© Reuters. FILE PHOTO: A trader works at the post where First Republic Bank stock is traded on the floor of the New York Stock Exchange (NYSE) in New York City, U.S., March 16, 2023. REUTERS/Brendan McDermid
By Greg Roumeliotis
(Reuters) – The U.S. Federal Deposit Insurance Corporation (FDIC) is preparing to place First Republic Bank (NYSE:) under receivership imminently, a person familiar with the matter said on Friday, sending shares of the lender down more than 40% in extended trading.
The U.S. banking regulator decided the troubled regional lender’s position has deteriorated and there is no more time to pursue a rescue through the private sector, the source told Reuters, requesting anonymity because the matter is confidential.
If the San Francisco-based lender falls into receivership, it would be the third U.S. bank to collapse since March. First Republic said earlier this week its deposits had slumped by more than $100 billion in the first quarter.

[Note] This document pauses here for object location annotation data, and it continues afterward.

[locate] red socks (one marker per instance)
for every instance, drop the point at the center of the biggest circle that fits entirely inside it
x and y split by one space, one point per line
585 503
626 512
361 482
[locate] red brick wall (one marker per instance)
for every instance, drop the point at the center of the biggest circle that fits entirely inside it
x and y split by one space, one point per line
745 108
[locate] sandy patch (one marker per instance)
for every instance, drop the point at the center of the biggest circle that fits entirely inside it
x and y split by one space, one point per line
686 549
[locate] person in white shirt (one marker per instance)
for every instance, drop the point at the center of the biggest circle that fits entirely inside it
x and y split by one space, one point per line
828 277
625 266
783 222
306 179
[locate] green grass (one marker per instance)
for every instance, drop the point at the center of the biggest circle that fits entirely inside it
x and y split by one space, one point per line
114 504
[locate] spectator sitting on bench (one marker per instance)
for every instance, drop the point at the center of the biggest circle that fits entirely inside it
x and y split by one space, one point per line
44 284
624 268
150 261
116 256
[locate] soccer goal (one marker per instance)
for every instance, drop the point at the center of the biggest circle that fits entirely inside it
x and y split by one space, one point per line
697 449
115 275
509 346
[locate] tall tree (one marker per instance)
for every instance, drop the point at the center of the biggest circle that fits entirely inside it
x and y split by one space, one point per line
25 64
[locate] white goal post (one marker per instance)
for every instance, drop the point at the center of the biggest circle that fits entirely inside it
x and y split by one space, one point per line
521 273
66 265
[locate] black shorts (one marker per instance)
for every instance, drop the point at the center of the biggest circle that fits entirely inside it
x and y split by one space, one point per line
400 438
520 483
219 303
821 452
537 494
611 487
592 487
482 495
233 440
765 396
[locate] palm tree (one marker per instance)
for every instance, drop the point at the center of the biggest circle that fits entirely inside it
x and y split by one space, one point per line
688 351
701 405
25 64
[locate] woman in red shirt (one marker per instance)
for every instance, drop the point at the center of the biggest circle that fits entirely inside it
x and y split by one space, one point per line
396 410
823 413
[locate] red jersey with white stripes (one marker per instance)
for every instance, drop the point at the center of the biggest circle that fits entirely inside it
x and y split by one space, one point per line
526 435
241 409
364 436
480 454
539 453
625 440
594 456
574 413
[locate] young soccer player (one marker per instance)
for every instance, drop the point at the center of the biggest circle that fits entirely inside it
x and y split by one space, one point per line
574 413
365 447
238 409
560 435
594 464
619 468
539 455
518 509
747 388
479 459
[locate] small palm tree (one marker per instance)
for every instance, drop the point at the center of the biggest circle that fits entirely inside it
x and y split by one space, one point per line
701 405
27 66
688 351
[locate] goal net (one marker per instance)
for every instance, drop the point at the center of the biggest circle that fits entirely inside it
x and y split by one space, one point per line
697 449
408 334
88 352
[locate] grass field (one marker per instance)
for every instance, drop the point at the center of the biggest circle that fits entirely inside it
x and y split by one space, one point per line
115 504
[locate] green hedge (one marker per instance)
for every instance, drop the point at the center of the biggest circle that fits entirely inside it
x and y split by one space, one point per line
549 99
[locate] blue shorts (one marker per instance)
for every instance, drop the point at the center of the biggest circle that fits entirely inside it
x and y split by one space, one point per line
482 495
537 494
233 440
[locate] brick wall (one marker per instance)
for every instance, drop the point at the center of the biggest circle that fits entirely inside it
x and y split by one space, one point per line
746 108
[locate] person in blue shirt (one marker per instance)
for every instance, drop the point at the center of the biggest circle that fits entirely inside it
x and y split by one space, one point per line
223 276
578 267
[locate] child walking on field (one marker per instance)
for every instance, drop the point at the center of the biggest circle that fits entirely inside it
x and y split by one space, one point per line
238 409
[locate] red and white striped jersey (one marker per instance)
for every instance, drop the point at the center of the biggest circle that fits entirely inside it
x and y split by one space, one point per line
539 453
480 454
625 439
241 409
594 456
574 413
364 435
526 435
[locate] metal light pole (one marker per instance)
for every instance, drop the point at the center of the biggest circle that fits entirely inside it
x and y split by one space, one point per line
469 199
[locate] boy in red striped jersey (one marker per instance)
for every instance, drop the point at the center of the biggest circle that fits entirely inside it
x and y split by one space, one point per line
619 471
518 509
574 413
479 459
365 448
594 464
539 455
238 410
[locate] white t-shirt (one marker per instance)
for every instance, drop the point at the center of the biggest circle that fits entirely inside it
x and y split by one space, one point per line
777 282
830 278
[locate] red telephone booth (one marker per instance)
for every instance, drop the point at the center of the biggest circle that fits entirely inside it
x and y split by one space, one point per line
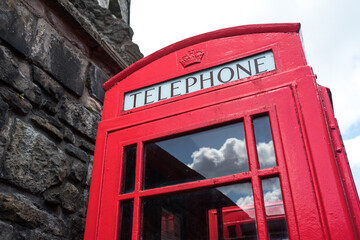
225 135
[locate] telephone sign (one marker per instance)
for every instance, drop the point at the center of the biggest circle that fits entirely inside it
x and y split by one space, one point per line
232 71
225 135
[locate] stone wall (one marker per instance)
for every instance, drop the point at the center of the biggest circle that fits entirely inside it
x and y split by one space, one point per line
54 57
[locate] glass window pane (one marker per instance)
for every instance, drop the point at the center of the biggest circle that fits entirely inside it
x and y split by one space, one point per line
274 209
203 214
207 154
126 220
129 165
264 142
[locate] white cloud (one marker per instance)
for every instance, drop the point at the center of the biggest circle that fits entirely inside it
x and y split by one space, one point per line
231 158
352 147
243 201
266 154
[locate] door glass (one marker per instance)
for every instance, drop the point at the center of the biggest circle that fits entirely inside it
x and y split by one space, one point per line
126 218
274 209
264 142
216 213
129 166
208 154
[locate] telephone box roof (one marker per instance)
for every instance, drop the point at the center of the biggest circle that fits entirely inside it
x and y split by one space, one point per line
227 32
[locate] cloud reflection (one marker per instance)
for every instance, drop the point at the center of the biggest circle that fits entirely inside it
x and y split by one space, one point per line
231 158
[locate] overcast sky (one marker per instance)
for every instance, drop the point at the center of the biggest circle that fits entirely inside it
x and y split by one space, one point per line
330 30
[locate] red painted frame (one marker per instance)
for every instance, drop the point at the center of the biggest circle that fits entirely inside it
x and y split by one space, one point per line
320 199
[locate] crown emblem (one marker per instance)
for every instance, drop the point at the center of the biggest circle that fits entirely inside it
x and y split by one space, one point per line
191 58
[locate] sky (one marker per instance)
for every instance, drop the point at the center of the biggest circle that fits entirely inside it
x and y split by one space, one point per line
330 32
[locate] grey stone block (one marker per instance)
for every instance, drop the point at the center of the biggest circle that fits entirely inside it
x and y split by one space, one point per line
59 58
4 107
78 171
70 196
15 101
79 118
77 152
20 209
48 125
53 88
97 77
32 161
17 25
11 75
7 232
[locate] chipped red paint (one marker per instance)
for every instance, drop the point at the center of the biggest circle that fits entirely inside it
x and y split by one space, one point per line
319 195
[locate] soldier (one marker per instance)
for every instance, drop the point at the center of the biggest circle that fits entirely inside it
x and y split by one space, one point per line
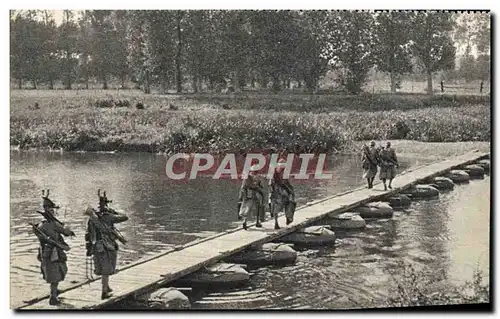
388 164
101 239
370 162
51 253
251 196
281 195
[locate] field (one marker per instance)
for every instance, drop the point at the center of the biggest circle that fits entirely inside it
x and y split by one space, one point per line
88 120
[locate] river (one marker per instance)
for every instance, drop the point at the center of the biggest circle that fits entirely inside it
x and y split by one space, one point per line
450 234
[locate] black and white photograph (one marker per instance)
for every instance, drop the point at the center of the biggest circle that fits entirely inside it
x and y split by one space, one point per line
217 159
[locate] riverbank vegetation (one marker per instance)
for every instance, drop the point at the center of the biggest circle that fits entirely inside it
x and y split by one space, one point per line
75 121
426 287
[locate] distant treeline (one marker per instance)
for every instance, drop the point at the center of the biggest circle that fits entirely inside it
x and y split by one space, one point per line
214 49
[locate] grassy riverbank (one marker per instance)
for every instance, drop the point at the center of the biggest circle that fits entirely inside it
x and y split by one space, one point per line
77 120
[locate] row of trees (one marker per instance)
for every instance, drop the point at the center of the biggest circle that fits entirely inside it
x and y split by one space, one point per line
247 48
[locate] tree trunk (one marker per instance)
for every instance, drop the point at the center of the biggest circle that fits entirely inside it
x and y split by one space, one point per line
236 80
122 80
104 83
178 74
68 74
393 83
147 88
200 84
429 83
276 84
195 83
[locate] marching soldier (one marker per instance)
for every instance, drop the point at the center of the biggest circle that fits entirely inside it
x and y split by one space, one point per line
281 195
51 253
251 197
370 162
101 239
388 164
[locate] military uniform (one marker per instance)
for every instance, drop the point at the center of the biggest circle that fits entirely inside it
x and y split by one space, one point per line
251 197
281 197
104 249
370 161
53 259
101 243
388 163
51 255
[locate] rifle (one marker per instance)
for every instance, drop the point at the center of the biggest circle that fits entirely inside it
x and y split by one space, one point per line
368 157
43 237
112 232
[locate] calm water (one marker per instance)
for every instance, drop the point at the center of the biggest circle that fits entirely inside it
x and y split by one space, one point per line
450 234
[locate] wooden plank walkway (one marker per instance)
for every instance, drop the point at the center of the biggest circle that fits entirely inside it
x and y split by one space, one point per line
149 274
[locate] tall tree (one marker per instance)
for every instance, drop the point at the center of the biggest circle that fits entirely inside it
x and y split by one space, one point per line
432 43
67 47
351 43
179 16
84 47
392 50
120 22
102 45
17 48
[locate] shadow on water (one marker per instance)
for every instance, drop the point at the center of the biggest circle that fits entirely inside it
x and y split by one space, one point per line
163 213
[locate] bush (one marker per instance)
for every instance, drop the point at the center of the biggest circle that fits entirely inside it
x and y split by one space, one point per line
426 287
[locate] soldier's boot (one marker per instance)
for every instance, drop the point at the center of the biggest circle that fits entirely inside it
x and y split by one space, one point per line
53 301
260 216
105 295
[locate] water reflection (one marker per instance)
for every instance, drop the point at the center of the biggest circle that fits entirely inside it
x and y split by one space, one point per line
356 272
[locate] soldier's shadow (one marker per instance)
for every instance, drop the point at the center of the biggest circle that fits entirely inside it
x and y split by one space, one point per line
65 305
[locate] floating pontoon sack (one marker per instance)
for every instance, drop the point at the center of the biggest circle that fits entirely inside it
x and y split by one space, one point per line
442 183
165 298
474 171
375 210
485 164
221 274
422 191
347 221
267 254
310 236
458 176
399 201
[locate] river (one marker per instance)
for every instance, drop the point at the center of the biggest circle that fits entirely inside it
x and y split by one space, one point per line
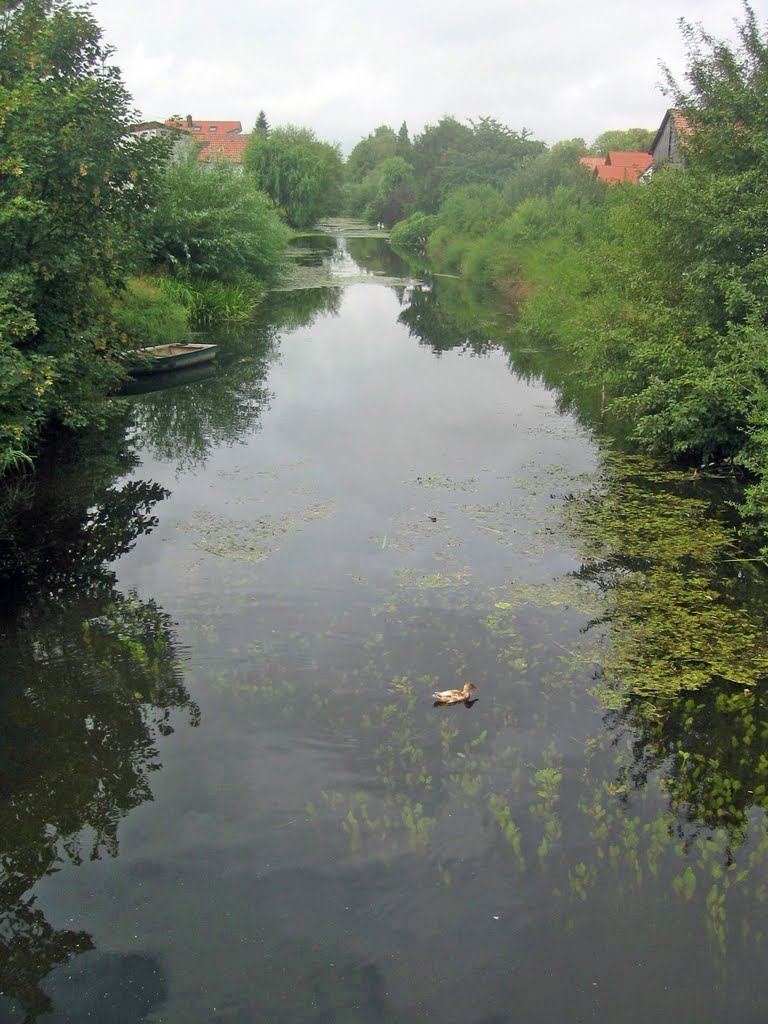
226 795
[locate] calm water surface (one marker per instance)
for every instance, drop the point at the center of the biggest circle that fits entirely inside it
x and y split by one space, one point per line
227 795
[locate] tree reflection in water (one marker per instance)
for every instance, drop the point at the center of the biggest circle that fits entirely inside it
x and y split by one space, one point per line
91 678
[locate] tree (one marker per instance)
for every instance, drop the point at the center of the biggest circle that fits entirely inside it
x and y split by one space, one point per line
381 144
451 156
74 189
212 221
394 193
301 174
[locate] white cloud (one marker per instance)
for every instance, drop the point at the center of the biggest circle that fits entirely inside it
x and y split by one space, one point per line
561 70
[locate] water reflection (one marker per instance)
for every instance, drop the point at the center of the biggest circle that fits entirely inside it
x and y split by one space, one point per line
91 679
366 523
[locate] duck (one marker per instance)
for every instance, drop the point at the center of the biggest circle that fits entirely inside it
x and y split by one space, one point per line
454 696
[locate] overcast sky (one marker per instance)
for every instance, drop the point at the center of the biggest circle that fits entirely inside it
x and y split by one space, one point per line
559 68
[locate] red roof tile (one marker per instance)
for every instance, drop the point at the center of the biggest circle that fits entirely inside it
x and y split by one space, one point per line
592 162
206 128
227 147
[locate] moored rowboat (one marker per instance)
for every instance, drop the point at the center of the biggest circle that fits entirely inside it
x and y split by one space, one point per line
158 358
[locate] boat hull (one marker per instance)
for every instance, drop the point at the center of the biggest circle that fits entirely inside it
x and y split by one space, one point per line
160 358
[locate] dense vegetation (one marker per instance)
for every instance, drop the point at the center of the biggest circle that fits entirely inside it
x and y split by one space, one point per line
301 174
658 291
107 241
80 197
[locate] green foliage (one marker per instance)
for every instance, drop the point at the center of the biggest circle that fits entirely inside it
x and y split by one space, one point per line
262 125
144 314
212 221
381 144
414 231
74 188
301 174
211 302
451 155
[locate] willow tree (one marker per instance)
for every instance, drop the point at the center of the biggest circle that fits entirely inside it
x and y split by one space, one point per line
74 184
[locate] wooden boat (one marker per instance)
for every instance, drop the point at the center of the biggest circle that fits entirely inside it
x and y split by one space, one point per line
159 358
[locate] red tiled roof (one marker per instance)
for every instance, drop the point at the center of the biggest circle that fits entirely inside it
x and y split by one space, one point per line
206 128
619 166
682 124
592 162
227 147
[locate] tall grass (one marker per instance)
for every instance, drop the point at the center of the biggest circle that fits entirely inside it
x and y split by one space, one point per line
211 302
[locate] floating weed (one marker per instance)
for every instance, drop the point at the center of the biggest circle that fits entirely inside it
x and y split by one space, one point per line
252 540
439 481
414 579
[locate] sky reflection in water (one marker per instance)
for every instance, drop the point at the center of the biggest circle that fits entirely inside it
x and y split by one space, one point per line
327 846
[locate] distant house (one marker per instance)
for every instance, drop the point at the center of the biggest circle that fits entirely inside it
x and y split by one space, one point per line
217 139
619 167
668 147
181 142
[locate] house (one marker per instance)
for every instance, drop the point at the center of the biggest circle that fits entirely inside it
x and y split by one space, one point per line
669 145
619 167
217 139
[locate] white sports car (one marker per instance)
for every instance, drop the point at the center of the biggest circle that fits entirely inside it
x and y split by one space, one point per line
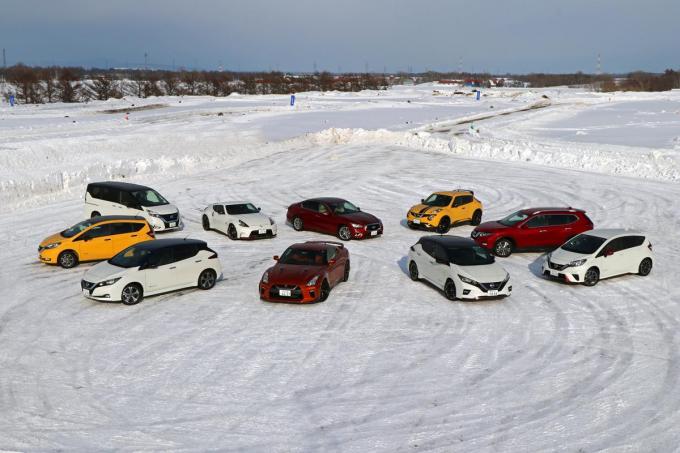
238 220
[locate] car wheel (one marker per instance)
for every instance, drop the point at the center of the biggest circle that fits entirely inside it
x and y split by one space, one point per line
476 217
67 260
413 271
132 294
444 225
325 291
592 277
344 233
502 248
450 289
645 267
207 279
231 232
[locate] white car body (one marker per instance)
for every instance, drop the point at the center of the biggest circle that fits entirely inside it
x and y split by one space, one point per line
182 273
620 253
488 280
246 226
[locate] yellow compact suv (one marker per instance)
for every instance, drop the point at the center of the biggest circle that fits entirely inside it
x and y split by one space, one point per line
442 210
98 238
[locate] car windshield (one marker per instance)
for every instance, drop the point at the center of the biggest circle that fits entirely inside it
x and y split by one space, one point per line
303 257
133 256
238 209
149 197
513 218
437 200
344 207
584 244
470 256
77 228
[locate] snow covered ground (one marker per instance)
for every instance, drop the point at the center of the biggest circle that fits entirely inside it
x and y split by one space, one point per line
385 364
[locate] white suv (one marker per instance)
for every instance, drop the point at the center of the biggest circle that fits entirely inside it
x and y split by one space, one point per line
152 267
599 254
238 220
458 266
122 198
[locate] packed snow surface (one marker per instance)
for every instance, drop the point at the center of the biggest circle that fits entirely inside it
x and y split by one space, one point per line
386 364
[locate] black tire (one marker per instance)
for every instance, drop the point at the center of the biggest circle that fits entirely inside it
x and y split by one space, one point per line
476 217
591 277
344 233
503 247
325 291
231 232
132 294
67 259
645 267
413 271
450 289
444 225
207 279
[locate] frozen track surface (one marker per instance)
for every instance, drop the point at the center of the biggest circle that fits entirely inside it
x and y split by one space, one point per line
385 364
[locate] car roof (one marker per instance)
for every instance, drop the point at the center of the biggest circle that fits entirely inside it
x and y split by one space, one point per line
608 233
119 185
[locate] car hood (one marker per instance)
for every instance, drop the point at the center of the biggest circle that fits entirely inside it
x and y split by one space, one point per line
486 273
293 274
104 271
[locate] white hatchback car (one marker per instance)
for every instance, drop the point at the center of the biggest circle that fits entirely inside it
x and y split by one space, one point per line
238 220
152 267
458 266
599 254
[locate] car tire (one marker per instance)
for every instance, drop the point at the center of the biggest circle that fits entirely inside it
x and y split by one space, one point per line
476 218
132 294
645 267
444 225
344 233
67 259
503 247
450 289
207 279
325 291
591 277
413 271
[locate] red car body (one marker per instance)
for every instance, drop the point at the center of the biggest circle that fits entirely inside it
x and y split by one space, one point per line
332 216
306 272
532 229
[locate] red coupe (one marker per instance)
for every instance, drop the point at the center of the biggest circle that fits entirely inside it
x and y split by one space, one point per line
305 273
334 216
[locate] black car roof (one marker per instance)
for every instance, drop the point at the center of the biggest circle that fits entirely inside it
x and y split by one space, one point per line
119 185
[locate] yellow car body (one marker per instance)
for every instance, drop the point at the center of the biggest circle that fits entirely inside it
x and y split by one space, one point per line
443 210
94 239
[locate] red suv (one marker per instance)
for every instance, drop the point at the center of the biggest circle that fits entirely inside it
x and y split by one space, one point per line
334 216
531 229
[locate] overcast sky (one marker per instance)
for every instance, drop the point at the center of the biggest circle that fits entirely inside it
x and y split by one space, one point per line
346 35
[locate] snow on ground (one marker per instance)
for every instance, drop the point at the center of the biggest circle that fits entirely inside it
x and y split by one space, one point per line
385 364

First Republic and FDIC representatives did not immediately respond to requests for comment.
Shares of the bank closed down 43%, worsening a stock rout that has wiped out 75% of its value this week. The stock lost more than half of its value on Friday and touched a record low of $2.99.
At its lowest, the bank had a market capitalization of nearly $557 million, a far cry from its peak valuation of more than $40 billion in Nov. 2021.
Shares of some other regional banks also fell with PacWest Bancorp down 2% after the bell while Western Alliance (NYSE:) was down 0.7%.
Reuters earlier reported a government-brokered rescue deal was in the works for First Republic. It was not immediately clear why that effort failed.
According to the report, the FDIC, the Treasury Department and the Federal Reserve were among the government bodies orchestrated meetings with financial companies about a lifeline for the bank.